Easy Sunday morning crepes


  1. 2 large eggs
  2. 3/4 cup milk
  3. 1/4 cup water
  4. 1 cup flour
  5. 3 tbs butter, melted
  6. Sweet crepes
  7. 2 1/2 tbs sugar
  8. 1 tsp vanilla
  9. Savory crepes
  10. 1/4 tsp salt


  1. Mix all ingredients together. Whisk until combined and smooth, then let sit in the fridge for an hour.

  2. For cooking, I use a small sauté pan and spray on some non-stick spray that I wipe off to leave just a thin film. Heat the pan over medium heat. Pour in 1/8 cup of batter (1/4 cup if using a bigger pan) and swirl around until the bottom of the pan is completely covered. Cook about 1 minute, maybe less, then check to see if the underside has turned brown. Once brown, flip it over, cook about 1/2 as long again (about 30 seconds or so).

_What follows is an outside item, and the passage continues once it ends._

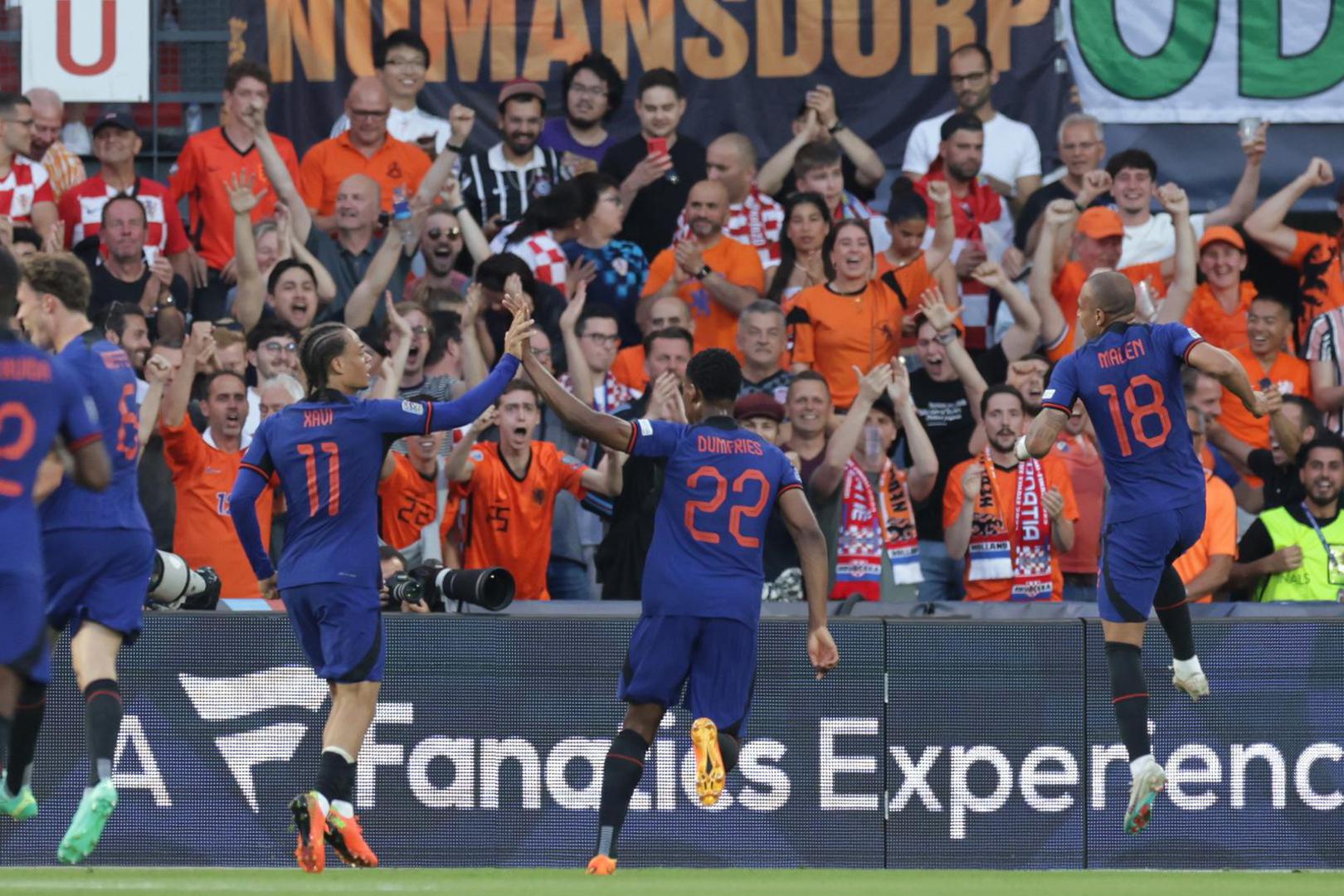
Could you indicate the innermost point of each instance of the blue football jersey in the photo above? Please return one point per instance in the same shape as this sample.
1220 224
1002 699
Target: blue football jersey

  3. Stack crepes as they are done and keep covered with tin foil or at a very low heat in the oven to keep them warm. Serve immediately (though you can freeze them for later, if you want).

  4. The one pictured below has the caramelized apples, Greek yogurt, lychee honey, toasted almond slivers, and a pinch of sea salt. Quite tasty, I have to say.